Alternatively, we could add a logged warning that we're defaulting to the default values if one chooses layerwise quantization, as the first/last layer being treated differently may be unexpected behavior. On that note, does Brevitas have a logger that it uses? I can see that there's a logger defined in src/brevitas_examples/bnn_pynq/logger.py.

I've opened up a PR with some preliminary tests, and I will be adding more tests (e.g. whatever tests you guys want!). The ones that are currently failing are in some cases when I give invalid inputs (e.g. when I give zero-valued or negative-valued bit widths), where quantize_model does not throw an error.

OscarSavolainenDR commented 7 months ago

I've done a bit of testing, and negative/zero bit widths are considered valid if the model isn't used for anything. E.g.

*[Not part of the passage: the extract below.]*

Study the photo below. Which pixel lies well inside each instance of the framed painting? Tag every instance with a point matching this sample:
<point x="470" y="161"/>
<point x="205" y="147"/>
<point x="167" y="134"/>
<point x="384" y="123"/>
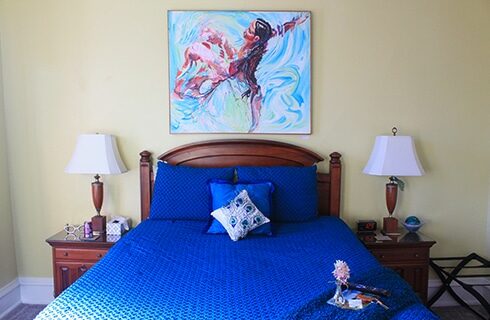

 quant_model = quantize_model(
            model=fx_model,
            backend='fx',
            weight_bit_width=0, # NOTE: this is considered valid, which may be an issue
            act_bit_width=0,
            bias_bit_width=32,
            weight_quant_granularity='per_tensor',
            act_quant_percentile=99.9,
            act_quant_type='sym',
            scale_factor_type='float_scale',
            quant_format='int',
        )
first_conv_layer = quant_model.get_submodule('0')
print(first_conv_layer.weight_quant.tensor_quant.msb_clamp_bit_width_impl.bit_width._buffers['value'].item())
>> 0.0

If one feeds data through the model with zero bit-widths, it outputs NaNs. However, if one feeds data through a model with negative bit widths, it still outputs values.

I'm digging into this a bit more because I'm curious as to what's happening inside the model, but in either case I would imagine we should add add some asserts to make sure all provided bit widths are positive integers. I opened a PR for it. I'm not sure if the integer constraint I added is desired behavior, or if I should add it to other functions as well.